Tekin SÖNMEZ : Saray’da yere tükürmek bir alışkanlık hale gelmiş diyebilirim. Büyüğünden küçüğüne yere tükürmek marifetmiş gibi hareket etmeleri insanı çıldırtır hale getirmekte. İnsan bu garip ve iğrenç sorundan dolayı sokakta rahat adım atamaz oluyor. Her an bir yandan sürpriz bir tükürük gelebilir korkusuyla tedirgin olmamak elde değil. Galiba yerlere tükürme alışkanlığı, bizim ilçede salgın bir hastalığa dönüşmüş. Bu hastalık yaşlılarda var ama özellikle de gençlerde daha da yoğun.
Üstelik uzmanlaşıyorlar tükürük konusunda. Kimi önüne, kimi olabildiğince ileriye, bazılarıysa sağına veya soluna tükürüyor. Ok gibi giden, püskürtülen ve aşırtma tükürükler de var.
Acaba tükürük çeşitlerine göre insanların psikolojik yapılarını, karakterini ya da siyasi eğilimlerini saptamak mümkün mü? Bu soruyu kimseye sormaya cesaret edemiyorum. Sonra ne derler adama! İşin mi yok kardeşim?..
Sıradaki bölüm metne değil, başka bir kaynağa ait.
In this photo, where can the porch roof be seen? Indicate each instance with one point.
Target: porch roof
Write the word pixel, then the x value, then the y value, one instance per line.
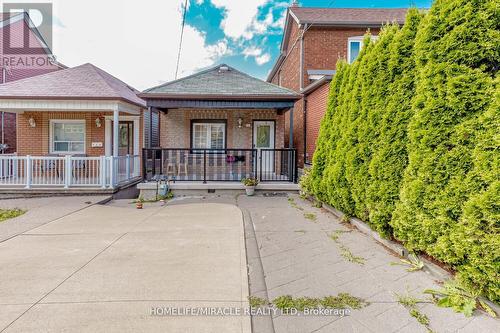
pixel 86 82
pixel 221 83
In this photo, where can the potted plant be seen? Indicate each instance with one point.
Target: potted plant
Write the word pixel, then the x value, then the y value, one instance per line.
pixel 250 184
pixel 139 202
Aslında kimsenin önemsediği yok bu gelişigüzel yollara serpilen tükürük ve balgamları. Herkesin daha önemli işleri var. Geçmişten gelen bu iğrenç hareket insanları görgü ve kültür seviyesini de ortaya koyarken, tükürme yandaşlarıyla karşıtları arasındaki mücadele, toplumsal gelişmeyi etkileyen ciddi bir çelişki olmadı ve herhalde olmayacak tavırlarda ortaya konulmakta.
Tükürenler tükürmeye devam edecekler hep. Hatta korkarım, sayıları artacak. Böyle bir rahatlama yönteminden yararlanmak fena mı? Üstelik bedava! Cezası falan da yok.
Bakıyorum bazı gençlere: Bir havalara giriyorlar ki tükürürken, ya da tükürdükten sonra... Kendilerine olan güvenleri pekişiyor sanki.
Böyle sık tükürdüklerine bakılırsa, bunun doğal bir gereksinimden kaynaklanmadığı ortada.